TTFields stimulate anti-tumor immunity in brain cancer by activating type-1 interferon (T1IFN) pathways, including the STING and AIM2 inflammasomes, and promoting immunogenic cell death. Consequently, glioblastoma multiforme (GBM) cells treated with TTFields offer a potential in situ vaccination platform, suggesting synergistic benefits with immune checkpoint inhibitors for extended survival in GBM patients.

David Tran and his research group aimed to investigate the potential of combining TTFields, pembrolizumab (pembro), and maintenance temozolomide(TMZ) in newly diagnosed GBM patients,exploring the potential in situ vaccination platform and synergistic effects with immune checkpoint inhibitors.

The study enrolled 26 newly diagnosed GBM patients, TTFields, pembro, and maintenance TMZ were combined. To distinguish immune effects, TTFields commenced with TMZ in cycle 1, while pembro (200 mg IV every 3 weeks) began in cycle 2. Primary endpoints were progression-free survival (PFS) compared to TTFields plus TMZ controls in the EF-14 study. Secondary endpoints included overall survival (OS), toxicity, and multiomics analyses of PBMCs and tumors to assess response signature and mechanism.

With a median age of 60.5 years, 54% undergoing biopsy or partial resection, and 73% having unmethylated MGMT, the study showed a median PFS of 12.0 months vs. 5.8 months in controls; (HR = 0.377, 95% CI: 0.217–0.653, P = 0.0026) and median OS of 24.8 months vs. 14.6 months in controls;(HR = 0.522, 95% CI: 0.301–0.905, P = 0.047). Residual tumor size correlated with response and survival, with 40% achieving partial to complete response. Thromboses, seizures, and metabolic disturbances were common serious adverse events (15%, 11.5%, and 7.7%, respectively). 

Molecular analyses revealed T cell activation by TTFields, and the Spearman coefficient was -0.8 (P = 0.014), indicating a high correlation between TCRab clonal expansion and T1IFN responsive plasmacytoid dendritic cells. Furthermore, a T cell-based gene signature of TTFields effects was defined, and the top expanded TCRab clones’ ability to adapt to the tumor microenvironment (TME) strongly predicted the response to the triple combination in a Cox HR fit model for OS with a concordance rate of 0.876 (P = 0.031).

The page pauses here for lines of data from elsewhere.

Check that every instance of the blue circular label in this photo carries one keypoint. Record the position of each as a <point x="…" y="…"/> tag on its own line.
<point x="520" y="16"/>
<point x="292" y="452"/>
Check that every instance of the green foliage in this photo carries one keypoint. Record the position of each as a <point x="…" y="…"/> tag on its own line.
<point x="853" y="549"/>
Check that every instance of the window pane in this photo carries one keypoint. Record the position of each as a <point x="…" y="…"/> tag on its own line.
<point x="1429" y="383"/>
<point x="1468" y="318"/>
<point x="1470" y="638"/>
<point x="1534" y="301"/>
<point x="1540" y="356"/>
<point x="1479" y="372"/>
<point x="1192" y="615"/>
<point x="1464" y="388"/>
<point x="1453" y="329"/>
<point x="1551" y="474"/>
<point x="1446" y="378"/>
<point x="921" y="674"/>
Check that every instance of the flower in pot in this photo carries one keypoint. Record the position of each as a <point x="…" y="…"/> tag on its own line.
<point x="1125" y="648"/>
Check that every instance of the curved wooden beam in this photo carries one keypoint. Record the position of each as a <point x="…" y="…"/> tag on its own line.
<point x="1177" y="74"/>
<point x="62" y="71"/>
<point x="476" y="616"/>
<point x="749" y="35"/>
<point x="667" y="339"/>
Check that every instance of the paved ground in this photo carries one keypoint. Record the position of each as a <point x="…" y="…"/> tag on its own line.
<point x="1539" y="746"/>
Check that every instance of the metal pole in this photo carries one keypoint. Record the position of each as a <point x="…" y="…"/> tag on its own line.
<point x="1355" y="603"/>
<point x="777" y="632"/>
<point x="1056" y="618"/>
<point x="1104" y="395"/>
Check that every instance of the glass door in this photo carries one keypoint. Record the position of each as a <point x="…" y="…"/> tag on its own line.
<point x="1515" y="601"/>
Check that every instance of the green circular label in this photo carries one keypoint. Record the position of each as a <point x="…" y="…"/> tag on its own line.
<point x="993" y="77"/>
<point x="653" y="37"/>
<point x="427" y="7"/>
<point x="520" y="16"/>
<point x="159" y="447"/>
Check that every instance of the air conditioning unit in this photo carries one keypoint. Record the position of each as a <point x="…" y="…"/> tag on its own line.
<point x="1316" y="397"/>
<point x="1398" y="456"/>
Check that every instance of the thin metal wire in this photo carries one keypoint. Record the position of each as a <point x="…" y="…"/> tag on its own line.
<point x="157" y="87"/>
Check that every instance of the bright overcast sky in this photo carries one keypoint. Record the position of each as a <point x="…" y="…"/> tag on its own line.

The well-tolerated triple combination showed promising efficacy in newly diagnosed GBM. Improved outcomes were observed in cases with bulky residual disease, aligning with the in-situ immunizing properties of TTFields, which synergize with pembro. Additional molecular analyses are pending. Research is sponsored by University of Florida.

Source: https://jitc.bmj.com/content/11/Suppl_1/A661 

Clinical Trial: https://clinicaltrials.gov/study/NCT03405792 

Tran D, Ghiaseddin A, Chen D, et al.(2023) ‘’Final analysis of 2-THE-TOP: a phase 2 study of TTFields (Optune) plus pembrolizumab plus maintenance temozolomide (TMZ) in patients with newly diagnosed glioblastoma.’’ Presented at SITC 2023 (581).